Council operations group manager Jocelyn Mikaere said any threat or assault of wardens was "absolutely unacceptable".
"Everybody has the right to go about their jobs safely and without [the] threat of abuse or assault.
"Where appropriate, incidents are reported to the police, and existing protocols are reviewed and revised if necessary to further minimise risk to people's safety.
"Frontline staff are trained in how to deal with situations that have the potential to escalate and/or where they or other members of the public are, or feel, under threat."
The council's parking system and enforcement services are managed by contracting agent i-Park on behalf of the council.

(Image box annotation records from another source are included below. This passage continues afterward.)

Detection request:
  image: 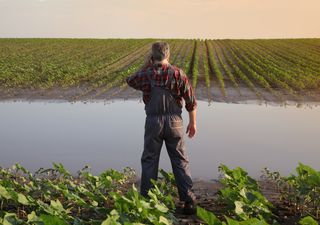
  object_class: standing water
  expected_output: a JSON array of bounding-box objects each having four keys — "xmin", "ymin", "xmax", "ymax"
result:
[{"xmin": 0, "ymin": 100, "xmax": 320, "ymax": 179}]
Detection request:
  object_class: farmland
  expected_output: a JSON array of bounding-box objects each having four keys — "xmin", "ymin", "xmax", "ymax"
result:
[
  {"xmin": 0, "ymin": 39, "xmax": 320, "ymax": 102},
  {"xmin": 0, "ymin": 163, "xmax": 320, "ymax": 225}
]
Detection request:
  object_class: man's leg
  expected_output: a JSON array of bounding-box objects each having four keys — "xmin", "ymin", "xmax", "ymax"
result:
[
  {"xmin": 165, "ymin": 115, "xmax": 195, "ymax": 202},
  {"xmin": 140, "ymin": 116, "xmax": 163, "ymax": 196}
]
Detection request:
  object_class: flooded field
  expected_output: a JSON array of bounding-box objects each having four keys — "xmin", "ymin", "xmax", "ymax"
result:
[{"xmin": 0, "ymin": 99, "xmax": 320, "ymax": 179}]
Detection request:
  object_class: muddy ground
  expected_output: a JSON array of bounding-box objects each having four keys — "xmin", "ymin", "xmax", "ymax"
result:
[
  {"xmin": 0, "ymin": 83, "xmax": 320, "ymax": 107},
  {"xmin": 136, "ymin": 180, "xmax": 312, "ymax": 225}
]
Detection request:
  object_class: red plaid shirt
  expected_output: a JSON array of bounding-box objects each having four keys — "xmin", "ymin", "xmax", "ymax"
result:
[{"xmin": 126, "ymin": 64, "xmax": 197, "ymax": 111}]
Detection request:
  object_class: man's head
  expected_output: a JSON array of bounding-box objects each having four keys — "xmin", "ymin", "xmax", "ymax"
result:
[{"xmin": 151, "ymin": 41, "xmax": 170, "ymax": 61}]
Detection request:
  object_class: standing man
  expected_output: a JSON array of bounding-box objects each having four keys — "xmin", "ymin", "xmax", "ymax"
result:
[{"xmin": 126, "ymin": 42, "xmax": 197, "ymax": 215}]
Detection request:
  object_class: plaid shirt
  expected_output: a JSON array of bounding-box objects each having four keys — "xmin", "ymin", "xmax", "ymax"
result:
[{"xmin": 126, "ymin": 64, "xmax": 197, "ymax": 111}]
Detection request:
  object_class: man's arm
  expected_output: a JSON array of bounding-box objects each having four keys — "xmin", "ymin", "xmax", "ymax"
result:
[
  {"xmin": 180, "ymin": 70, "xmax": 197, "ymax": 138},
  {"xmin": 186, "ymin": 109, "xmax": 197, "ymax": 138}
]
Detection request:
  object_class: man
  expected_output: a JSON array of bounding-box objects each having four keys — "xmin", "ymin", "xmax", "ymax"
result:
[{"xmin": 126, "ymin": 42, "xmax": 197, "ymax": 214}]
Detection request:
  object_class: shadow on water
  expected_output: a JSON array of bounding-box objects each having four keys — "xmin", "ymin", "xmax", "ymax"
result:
[{"xmin": 0, "ymin": 99, "xmax": 320, "ymax": 179}]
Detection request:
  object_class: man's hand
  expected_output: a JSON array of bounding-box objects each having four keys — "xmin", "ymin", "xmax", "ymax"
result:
[{"xmin": 186, "ymin": 123, "xmax": 197, "ymax": 138}]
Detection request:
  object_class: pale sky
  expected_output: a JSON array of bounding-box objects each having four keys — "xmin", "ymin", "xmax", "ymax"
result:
[{"xmin": 0, "ymin": 0, "xmax": 320, "ymax": 39}]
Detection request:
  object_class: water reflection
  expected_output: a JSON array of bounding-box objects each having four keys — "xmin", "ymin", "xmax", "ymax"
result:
[{"xmin": 0, "ymin": 100, "xmax": 320, "ymax": 179}]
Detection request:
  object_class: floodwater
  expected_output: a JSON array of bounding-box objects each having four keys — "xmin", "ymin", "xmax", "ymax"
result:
[{"xmin": 0, "ymin": 100, "xmax": 320, "ymax": 179}]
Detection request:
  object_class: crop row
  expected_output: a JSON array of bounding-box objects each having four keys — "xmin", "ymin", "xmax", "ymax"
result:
[
  {"xmin": 0, "ymin": 39, "xmax": 320, "ymax": 100},
  {"xmin": 0, "ymin": 163, "xmax": 320, "ymax": 225}
]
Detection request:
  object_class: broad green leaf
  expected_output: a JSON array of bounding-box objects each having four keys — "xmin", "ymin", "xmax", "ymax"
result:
[
  {"xmin": 0, "ymin": 184, "xmax": 11, "ymax": 199},
  {"xmin": 18, "ymin": 193, "xmax": 29, "ymax": 205},
  {"xmin": 197, "ymin": 206, "xmax": 222, "ymax": 225},
  {"xmin": 27, "ymin": 211, "xmax": 44, "ymax": 225},
  {"xmin": 299, "ymin": 216, "xmax": 318, "ymax": 225},
  {"xmin": 159, "ymin": 216, "xmax": 172, "ymax": 225},
  {"xmin": 2, "ymin": 212, "xmax": 23, "ymax": 225},
  {"xmin": 234, "ymin": 201, "xmax": 244, "ymax": 215},
  {"xmin": 40, "ymin": 214, "xmax": 68, "ymax": 225}
]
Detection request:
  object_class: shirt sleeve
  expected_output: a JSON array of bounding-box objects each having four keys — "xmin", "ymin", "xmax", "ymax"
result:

Parking fines in Rotorua over the five-year period generated about $1.8 million in revenue with the CBD a hotspot for fines.
Vehicles parked on Eruera St collected the most fines across the five years - a whopping 6792. That's more than 1300 fines each year.
Hinemoa St followed with 5460 and Pukaki St closely behind with 5159.
A total of 168,840 fines were handed out over the five-year period. The most from a single year was 35,162 in 2017.
Last year, slightly more than 23,000 parking fines were dished out by wardens.
Meanwhile, the council received plenty of complaints about on-street parking over the timeframe with 3052 lodged over the five years. Only one vehicle was towed.
Mikaere said there were a number of reasons why parking fines were consistently issued.
"Some people make the choice not to pay for parking in paid parking areas, a smaller number use the parking system incorrectly, and sometimes people overstay their time limit for a variety of reasons.
"However, the majority of people using the parking system do so successfully and without incident."
Revenue generated from fines went back into CBD operations like the parking system and upkeep of car parks throughout the city, among other things, Mikaere said.
Elsewhere, there were 15 cases of people verbally abusing Tauranga wardens in 2020 alone — more than three times the previous high of four cases in 2017.
There were also cases of wardens being assaulted in the years 2016, 2017, and 2018.
Tauranga City Council parking officer Stuart, who asked that his last name not be published, last week thought the pandemic could be to blame.
"Times are changing, people are stressed out there and spending their dollars elsewhere. It's a hard time out there with Covid-19 and people losing their jobs.
"We feel for those people but there are still certain laws and regulations that people need to follow. Most of the time encounters are positive.
"In an ideal world, we wouldn't have a job. If everybody behaved, I'd be unemployed."